Tonos familiares, inflexiones.
Una voz del pasado.
Me dije a mí mismo que era mi imaginación. Luego escuché de nuevo la voz, y busqué entre la multitud.
La vi, por encima de varias espaldas.
Un estremecimiento, como de máquina del tiempo. Traté de mirar a otra parte, no pude.
Era Sharon, tan exquisita como siempre.
Supe su edad, sin calcularla. Treinta y cuatro. Su cumpleaños era en mayo, el quince de mayo… ¡Qué raro que aún me acordase…!

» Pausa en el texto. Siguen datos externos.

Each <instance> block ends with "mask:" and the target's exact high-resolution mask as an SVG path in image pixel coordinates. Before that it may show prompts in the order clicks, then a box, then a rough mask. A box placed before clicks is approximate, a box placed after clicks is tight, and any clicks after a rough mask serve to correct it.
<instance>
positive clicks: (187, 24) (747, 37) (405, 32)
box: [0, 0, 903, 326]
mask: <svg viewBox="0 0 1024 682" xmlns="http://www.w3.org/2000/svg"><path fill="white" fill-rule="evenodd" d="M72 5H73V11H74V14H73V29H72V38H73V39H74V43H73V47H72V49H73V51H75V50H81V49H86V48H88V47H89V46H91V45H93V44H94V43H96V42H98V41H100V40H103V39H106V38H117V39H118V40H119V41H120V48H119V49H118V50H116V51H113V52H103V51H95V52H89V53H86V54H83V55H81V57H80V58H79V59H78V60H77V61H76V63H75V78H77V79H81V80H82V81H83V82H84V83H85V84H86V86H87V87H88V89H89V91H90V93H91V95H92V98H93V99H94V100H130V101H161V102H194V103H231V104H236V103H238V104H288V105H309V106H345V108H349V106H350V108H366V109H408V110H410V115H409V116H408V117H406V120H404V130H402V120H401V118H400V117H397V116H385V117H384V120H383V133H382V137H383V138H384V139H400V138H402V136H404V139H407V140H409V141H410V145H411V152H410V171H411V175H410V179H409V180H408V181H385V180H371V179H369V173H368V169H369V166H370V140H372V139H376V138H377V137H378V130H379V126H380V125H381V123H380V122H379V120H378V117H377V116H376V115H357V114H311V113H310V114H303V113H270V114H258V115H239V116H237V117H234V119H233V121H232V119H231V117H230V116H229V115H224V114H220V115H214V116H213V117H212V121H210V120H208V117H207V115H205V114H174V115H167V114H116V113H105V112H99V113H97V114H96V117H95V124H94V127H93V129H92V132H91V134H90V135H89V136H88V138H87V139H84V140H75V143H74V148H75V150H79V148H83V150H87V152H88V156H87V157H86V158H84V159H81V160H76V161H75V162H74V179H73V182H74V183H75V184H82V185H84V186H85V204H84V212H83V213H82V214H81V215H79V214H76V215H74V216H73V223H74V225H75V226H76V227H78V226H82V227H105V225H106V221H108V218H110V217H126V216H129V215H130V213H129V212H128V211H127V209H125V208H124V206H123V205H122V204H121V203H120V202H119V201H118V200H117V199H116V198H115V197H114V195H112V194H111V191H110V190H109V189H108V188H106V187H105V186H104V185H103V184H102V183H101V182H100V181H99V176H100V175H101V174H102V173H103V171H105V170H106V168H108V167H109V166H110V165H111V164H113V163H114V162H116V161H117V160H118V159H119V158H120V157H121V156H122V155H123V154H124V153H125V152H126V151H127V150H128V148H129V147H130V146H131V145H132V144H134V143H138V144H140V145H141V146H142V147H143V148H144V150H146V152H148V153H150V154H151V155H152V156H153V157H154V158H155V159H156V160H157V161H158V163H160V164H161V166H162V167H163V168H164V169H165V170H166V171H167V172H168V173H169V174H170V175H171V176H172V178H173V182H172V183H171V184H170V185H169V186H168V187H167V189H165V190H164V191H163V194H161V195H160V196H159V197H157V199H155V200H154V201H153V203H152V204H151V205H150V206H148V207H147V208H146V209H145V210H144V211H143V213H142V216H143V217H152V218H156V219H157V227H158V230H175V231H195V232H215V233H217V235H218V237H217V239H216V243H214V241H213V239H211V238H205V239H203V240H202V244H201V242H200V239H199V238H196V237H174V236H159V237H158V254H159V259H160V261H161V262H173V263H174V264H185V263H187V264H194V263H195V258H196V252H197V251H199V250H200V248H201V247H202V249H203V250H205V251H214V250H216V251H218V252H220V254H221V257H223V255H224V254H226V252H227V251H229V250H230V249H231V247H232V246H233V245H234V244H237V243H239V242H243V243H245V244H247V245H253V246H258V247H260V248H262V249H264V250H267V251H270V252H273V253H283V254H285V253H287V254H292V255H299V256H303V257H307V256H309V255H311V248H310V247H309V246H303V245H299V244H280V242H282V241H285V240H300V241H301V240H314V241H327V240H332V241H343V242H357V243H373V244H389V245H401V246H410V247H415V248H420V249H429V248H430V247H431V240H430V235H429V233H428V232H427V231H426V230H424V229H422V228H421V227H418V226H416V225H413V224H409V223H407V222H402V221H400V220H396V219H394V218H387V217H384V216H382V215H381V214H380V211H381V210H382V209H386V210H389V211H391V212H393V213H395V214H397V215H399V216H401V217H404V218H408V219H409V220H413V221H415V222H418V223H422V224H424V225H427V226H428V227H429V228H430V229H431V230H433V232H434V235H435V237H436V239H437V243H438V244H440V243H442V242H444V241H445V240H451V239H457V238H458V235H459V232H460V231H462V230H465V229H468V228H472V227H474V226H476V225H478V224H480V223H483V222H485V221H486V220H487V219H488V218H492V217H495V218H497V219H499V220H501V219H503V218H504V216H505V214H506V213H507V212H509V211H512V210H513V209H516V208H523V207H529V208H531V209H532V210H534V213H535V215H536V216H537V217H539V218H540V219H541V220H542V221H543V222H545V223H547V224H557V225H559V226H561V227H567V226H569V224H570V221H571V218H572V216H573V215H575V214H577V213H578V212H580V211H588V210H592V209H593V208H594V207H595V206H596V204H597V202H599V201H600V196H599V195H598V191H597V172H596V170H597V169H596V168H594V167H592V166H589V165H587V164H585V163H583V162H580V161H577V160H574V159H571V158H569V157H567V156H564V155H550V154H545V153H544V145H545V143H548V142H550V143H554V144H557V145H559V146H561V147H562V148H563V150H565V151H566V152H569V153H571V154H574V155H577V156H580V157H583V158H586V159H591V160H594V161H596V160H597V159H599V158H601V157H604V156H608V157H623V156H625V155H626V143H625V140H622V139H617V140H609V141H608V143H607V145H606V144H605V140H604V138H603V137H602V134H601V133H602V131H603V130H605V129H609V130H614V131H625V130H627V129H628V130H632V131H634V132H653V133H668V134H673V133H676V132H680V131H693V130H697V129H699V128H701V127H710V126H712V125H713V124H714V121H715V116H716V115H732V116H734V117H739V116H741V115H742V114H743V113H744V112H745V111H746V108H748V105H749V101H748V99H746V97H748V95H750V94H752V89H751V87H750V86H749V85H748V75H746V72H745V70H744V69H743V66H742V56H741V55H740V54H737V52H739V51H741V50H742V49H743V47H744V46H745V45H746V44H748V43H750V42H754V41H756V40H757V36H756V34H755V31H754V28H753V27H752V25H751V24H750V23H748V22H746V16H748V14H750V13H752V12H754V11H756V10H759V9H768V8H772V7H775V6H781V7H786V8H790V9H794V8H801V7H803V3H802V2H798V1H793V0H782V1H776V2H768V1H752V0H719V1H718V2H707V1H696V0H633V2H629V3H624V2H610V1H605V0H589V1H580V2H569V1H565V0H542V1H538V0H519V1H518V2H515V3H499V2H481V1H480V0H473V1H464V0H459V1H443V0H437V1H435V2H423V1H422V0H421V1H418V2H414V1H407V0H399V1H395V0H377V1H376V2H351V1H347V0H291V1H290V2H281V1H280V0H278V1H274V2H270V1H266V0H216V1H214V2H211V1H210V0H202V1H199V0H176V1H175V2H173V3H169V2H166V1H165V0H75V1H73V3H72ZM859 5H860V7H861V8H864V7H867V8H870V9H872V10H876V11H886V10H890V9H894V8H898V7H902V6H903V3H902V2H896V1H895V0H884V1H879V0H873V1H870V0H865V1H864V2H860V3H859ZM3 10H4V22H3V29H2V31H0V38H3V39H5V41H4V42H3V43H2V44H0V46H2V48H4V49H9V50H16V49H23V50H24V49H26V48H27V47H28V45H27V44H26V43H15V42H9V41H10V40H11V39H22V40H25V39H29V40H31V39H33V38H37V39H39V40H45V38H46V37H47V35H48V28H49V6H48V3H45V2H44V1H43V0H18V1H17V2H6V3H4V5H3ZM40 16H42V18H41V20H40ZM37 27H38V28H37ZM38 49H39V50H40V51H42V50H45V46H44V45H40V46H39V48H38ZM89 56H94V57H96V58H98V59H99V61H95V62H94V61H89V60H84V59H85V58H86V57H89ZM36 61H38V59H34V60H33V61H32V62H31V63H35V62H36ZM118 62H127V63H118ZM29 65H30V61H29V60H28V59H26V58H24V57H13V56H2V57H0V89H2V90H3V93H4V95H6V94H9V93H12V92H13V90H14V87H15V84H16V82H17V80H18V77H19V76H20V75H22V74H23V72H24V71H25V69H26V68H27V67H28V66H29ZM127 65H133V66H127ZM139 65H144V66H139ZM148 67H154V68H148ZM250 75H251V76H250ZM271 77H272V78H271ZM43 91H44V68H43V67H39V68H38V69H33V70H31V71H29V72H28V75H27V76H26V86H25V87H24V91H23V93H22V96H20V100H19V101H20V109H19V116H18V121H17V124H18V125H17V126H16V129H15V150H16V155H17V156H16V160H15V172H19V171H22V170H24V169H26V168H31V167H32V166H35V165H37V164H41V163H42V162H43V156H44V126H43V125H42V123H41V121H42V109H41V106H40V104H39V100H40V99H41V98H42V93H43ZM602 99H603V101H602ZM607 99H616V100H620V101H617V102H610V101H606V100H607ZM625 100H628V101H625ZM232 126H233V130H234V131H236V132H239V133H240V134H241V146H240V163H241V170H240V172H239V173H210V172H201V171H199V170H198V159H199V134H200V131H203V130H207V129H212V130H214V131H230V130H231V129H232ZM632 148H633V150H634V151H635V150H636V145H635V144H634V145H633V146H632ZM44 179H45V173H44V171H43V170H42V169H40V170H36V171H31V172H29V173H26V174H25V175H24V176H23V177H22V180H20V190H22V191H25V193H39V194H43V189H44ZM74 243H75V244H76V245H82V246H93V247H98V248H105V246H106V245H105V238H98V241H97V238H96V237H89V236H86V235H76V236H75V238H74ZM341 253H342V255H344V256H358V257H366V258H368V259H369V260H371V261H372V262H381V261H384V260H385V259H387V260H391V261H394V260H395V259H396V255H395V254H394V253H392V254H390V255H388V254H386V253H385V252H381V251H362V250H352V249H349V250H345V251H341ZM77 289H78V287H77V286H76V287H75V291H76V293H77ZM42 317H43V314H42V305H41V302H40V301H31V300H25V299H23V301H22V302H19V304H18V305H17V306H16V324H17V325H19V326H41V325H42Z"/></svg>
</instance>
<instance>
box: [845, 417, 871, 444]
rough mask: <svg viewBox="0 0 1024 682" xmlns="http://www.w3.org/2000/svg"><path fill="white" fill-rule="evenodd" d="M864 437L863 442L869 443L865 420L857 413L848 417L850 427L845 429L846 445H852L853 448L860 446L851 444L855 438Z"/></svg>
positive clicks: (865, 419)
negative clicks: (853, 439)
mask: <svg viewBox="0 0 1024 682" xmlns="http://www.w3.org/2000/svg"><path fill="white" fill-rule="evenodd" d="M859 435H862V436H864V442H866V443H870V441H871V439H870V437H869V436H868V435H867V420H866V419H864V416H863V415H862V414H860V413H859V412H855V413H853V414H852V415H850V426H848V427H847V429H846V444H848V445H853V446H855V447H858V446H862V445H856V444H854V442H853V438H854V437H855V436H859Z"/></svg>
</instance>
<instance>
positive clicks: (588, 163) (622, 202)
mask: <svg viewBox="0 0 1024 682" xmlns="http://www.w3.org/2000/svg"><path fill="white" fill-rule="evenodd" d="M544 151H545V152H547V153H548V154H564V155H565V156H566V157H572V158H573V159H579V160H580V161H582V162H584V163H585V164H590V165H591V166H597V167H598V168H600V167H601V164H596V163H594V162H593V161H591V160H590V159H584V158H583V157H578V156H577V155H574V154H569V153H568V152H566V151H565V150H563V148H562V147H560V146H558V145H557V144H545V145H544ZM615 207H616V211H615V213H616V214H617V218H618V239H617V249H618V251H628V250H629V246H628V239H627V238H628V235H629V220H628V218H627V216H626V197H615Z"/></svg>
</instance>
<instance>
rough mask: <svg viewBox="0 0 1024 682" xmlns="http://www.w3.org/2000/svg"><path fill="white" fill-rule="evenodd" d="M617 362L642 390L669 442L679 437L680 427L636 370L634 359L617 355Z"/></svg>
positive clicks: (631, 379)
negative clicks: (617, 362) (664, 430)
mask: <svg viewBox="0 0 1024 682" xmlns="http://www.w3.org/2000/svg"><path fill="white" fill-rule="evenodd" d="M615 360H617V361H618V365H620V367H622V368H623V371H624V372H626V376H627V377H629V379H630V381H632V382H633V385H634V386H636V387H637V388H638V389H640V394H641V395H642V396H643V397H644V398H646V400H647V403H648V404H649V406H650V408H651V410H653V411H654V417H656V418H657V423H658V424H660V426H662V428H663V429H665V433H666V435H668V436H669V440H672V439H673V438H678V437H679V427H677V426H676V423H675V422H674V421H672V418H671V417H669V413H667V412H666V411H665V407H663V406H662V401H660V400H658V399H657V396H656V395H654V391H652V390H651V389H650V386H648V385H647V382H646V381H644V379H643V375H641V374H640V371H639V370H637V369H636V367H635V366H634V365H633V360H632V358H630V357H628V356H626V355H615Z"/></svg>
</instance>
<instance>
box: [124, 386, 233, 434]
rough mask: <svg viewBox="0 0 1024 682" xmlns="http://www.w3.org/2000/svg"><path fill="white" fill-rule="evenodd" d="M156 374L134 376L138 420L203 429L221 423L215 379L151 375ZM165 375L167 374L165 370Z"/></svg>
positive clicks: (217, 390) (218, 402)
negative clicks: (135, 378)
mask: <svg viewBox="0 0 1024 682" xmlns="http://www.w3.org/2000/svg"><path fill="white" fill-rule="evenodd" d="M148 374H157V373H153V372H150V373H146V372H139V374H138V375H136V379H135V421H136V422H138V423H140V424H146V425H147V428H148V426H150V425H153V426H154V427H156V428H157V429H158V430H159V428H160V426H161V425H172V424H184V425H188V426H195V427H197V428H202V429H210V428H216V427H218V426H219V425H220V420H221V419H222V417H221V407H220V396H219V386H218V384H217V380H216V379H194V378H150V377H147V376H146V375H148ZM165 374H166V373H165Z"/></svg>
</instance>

Me acerqué más y le di una buena ojeada: madurez, pero sin pérdida de belleza.
Un rostro que parecía surgido de un camafeo.
Ovalado, de huesos finos, mandíbula limpia. El cabello espeso, ondulado, negro y brillante como el caviar, peinado hacia atrás desde una frente alta y sin mácula, desparramándose sobre unos hombros cuadrados. Una piel blanca como la leche de persona que, en contra de la moda, rehuía al sol. Unas mejillas altas, claramente definidas, naturalmente enrojecidas con puntos rosa del tamaño de monedas. Orejas pequeñas y muy pegadas a la cabeza, con una única perla en cada una de ellas. Cejas negras, trazando un arco sobre ojos azul profundo muy separados. Una nariz fina y recta, con ventanas suavemente acampanadas.